Hi folks,
I will preface the question by saying that I am somewhat new to the .NET world, and might be missing something entirely obvious. If so, I'd love to hear what that is!
I often find myself writing small program that all do more or less the same thing:
- Read in data from one or more files
- Store this data in memory, in some sort of container
- Crunch data, output analysis results to a text file and quit
I often find myself creating monstrous-looking containers to store said data. E.g.:
Dictionary<DateTime, SortedDictionary<ItemType, List<int>>> allItemTypesAndPropertiesByDate =
new Dictionary<DateTime, SortedDictionary<ItemType, List<int>>>();
This works, in the sense that the data structure describes my intent more or less accurately - I want to be able to access item types and properties by date. Nevertheless, I feel that the storage container is too tightly bound to the output data format (if tomorrow I decide that I'd like to find all dates on which items with certain properties were seen, this data structure becomes a liability). Generally, making input and output changes down the line is time-consuming and error-prone. Plus, I have to keep staring at these ugly-looking declarations - and code to iterate over them is not pretty either.

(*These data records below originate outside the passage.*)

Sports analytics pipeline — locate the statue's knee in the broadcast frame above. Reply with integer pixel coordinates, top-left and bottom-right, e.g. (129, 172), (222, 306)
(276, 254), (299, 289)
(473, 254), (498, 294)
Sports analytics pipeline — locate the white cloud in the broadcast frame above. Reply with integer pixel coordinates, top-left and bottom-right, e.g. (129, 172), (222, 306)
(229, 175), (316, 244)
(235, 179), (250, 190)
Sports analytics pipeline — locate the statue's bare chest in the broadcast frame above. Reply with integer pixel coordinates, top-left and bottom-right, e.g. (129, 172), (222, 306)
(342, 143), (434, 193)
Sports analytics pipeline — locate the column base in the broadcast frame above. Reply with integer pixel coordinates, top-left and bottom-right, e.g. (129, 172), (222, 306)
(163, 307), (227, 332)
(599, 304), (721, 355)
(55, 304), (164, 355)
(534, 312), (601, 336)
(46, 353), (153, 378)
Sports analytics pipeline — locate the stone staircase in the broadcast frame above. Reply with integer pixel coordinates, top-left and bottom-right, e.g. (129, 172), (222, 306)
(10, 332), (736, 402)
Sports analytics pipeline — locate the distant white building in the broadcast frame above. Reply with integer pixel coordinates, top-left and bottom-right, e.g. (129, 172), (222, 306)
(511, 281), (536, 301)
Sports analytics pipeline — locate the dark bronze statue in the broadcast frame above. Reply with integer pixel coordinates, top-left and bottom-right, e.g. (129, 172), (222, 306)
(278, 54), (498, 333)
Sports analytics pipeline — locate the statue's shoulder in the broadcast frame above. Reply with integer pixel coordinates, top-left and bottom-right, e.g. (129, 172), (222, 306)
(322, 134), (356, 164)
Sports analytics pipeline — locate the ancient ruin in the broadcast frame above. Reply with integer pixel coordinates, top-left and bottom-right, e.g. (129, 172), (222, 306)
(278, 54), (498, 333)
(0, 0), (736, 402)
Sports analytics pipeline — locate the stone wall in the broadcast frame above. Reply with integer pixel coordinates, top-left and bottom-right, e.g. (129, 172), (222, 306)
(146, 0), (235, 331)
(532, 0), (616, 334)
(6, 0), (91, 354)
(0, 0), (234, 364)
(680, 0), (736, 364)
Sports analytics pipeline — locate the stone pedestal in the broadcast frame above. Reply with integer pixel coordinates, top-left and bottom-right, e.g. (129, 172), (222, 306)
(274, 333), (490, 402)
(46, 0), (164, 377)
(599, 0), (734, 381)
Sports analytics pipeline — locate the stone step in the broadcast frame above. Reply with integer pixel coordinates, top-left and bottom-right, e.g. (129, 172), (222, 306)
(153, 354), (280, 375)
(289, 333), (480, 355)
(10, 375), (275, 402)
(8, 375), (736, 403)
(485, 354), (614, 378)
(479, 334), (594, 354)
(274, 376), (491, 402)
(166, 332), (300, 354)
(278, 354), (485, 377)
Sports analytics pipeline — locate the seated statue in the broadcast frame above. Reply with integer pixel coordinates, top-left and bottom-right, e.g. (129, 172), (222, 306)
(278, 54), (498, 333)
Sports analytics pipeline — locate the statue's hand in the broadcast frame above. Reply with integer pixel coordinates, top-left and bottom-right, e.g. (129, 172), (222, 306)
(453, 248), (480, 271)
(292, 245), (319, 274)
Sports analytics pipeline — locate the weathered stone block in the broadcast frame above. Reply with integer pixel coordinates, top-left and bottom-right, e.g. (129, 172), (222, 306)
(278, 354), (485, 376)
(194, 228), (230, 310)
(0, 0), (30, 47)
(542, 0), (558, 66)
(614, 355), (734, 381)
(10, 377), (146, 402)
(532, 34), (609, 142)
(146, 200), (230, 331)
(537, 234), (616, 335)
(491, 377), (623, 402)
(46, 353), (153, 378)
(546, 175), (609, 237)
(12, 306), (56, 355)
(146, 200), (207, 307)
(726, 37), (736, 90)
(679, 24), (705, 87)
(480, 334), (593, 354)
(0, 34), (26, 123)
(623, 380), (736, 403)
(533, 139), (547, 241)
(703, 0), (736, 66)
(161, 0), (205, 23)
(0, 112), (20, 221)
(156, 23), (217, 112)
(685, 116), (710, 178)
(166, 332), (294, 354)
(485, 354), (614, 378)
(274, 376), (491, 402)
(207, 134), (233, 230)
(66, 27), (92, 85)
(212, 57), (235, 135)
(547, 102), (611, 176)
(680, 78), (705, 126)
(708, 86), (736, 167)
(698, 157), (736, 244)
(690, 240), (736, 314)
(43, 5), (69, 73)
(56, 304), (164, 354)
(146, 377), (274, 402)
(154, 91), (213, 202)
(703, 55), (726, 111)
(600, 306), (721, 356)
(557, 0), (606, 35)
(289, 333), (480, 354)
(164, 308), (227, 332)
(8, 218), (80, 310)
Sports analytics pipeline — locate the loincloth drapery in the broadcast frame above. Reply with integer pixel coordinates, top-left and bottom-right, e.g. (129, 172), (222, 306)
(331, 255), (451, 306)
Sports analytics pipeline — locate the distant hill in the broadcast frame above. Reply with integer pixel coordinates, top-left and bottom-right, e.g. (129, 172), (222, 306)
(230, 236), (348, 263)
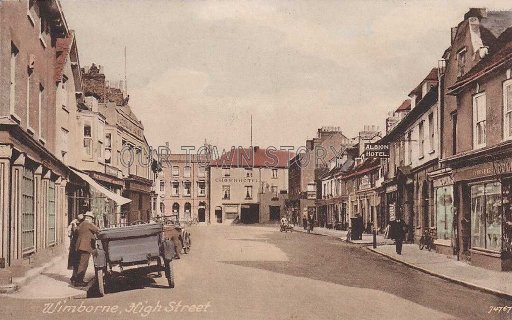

On the other end of the complexity spectrum, I can create a SQL database with schema that describes input in a more flexible format, and then run queries (using SQL or LINQ to SQL) against the database. This certainly works, but feels like too big of a hammer - I write many programs like these, and don't want to create a database for each one, manage the SQL dependency (even if it is SQL express on local machine), etc. I don't need to actually persist the data - just to read it in, keep it in memory, make a few queries and quit. Even using an in-memory SQLite instance feels like an overkill. I am not overly concerned with runtime performance - these are usually just little local machine experiments - but it just feels wrong.
Ideally, what I would like is to have a low-overhead, in memory row store with a loosely-defined schema that is easily LINQ-queryable, and takes only a few lines of code to set up and use. Does the Microsoft .NET 4 stack include something like this? If you found yourself in a similar predicament, what would you do?
Your thoughts are appreciated - thanks!